Coach Kunimoto signaled to Harada.
Stop managing the at-bat. Hit the ball.
Harada received the instruction and refocused. The previous pitch had demonstrated something important: Tanba's high-breaking curveball still had genuine quality. The drop was steeper than Harada had calibrated for in preparation, which meant adjustments were required even when the pitch location was anticipated.
The next pitch broke.
Harada had waited for it and swung with full commitment despite the adjustment required. The contact he made was not what he had ideally wanted, but it was contact. The ball traveled into the outfield and landed on the grass, bouncing forward.
Shirakawa was moving the moment the ball hit the ground, reading the trajectory toward third base. He rounded the bag and immediately read the return throw.
Isashiki Jun had already released from center field.
The throw arrived like something that had been fired rather than thrown, a flat trajectory that closed the distance between the outfield and home plate with a speed that made Shirakawa's calculation straightforward and immediate. Two steps past third base and the read was clear: the throw was going to beat him.
He retreated to third.
Isashiki received this outcome with visible disappointment and a specific complaint directed at Shirakawa's decision-making that was audible from a considerable distance.

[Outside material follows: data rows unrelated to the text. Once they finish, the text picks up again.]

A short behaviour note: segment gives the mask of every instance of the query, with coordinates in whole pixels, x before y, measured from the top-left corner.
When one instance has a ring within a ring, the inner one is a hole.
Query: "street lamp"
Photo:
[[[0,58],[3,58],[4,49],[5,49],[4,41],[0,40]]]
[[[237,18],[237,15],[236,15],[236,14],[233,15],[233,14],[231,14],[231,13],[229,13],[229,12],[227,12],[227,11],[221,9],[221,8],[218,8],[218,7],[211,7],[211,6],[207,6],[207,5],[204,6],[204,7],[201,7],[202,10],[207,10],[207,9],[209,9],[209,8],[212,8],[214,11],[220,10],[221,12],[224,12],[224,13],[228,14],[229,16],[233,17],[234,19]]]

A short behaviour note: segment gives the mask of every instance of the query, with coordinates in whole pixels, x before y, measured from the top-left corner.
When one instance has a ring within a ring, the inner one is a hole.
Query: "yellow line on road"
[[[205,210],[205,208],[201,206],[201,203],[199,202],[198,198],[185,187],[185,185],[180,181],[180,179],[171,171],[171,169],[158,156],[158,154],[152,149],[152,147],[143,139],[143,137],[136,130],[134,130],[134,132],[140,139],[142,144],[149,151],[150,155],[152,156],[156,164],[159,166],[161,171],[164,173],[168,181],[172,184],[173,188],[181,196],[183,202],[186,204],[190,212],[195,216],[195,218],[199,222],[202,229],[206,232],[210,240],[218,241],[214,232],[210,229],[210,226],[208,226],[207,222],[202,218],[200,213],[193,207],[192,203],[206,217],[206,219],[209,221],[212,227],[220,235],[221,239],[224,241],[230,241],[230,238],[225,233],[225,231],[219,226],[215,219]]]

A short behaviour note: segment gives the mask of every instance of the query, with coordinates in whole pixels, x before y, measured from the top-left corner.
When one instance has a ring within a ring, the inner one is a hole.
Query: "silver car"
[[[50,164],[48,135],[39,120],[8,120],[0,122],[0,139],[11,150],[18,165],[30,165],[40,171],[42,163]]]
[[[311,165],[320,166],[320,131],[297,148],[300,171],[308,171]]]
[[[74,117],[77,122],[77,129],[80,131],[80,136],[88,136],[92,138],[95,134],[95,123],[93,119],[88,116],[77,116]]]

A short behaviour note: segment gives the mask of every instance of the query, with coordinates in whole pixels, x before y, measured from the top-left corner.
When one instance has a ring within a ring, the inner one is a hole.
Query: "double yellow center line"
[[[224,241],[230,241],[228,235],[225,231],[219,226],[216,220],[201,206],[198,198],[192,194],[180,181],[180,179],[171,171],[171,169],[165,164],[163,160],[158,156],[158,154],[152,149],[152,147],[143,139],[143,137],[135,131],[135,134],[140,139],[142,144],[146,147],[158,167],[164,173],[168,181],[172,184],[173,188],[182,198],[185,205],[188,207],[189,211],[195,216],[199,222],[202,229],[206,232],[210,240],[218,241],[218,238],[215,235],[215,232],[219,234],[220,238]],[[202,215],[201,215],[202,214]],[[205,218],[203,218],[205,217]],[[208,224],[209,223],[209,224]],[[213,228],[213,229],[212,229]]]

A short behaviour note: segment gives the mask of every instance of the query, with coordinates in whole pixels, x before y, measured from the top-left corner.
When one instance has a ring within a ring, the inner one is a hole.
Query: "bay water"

Two outs. Runners on first and third.
The Inashiro dugout sent its next batter to the plate, and the stands recognized him before he had fully emerged.
Narumiya Mei walked to the box with the particular ease of someone who had been waiting for his turn and was not experiencing any anxiety about its arrival. He looked toward the plate, found Miyuki behind it, and offered a greeting that was both genuine and competitive simultaneously.
"In the end, it really does take the Ace to sort things out."
Miyuki looked at him.
"I expected you to come back with a cold face after losing last time. Didn't think you'd be this relaxed about it."
"Don't bring up old scores."
The exchange lasted two sentences before it produced an intervention from the umpire, who had been watching with diminishing patience and issued a warning to both parties.
"Provoking an opponent during official competition was not permitted, and continued behavior of this kind would result in ejection from the game."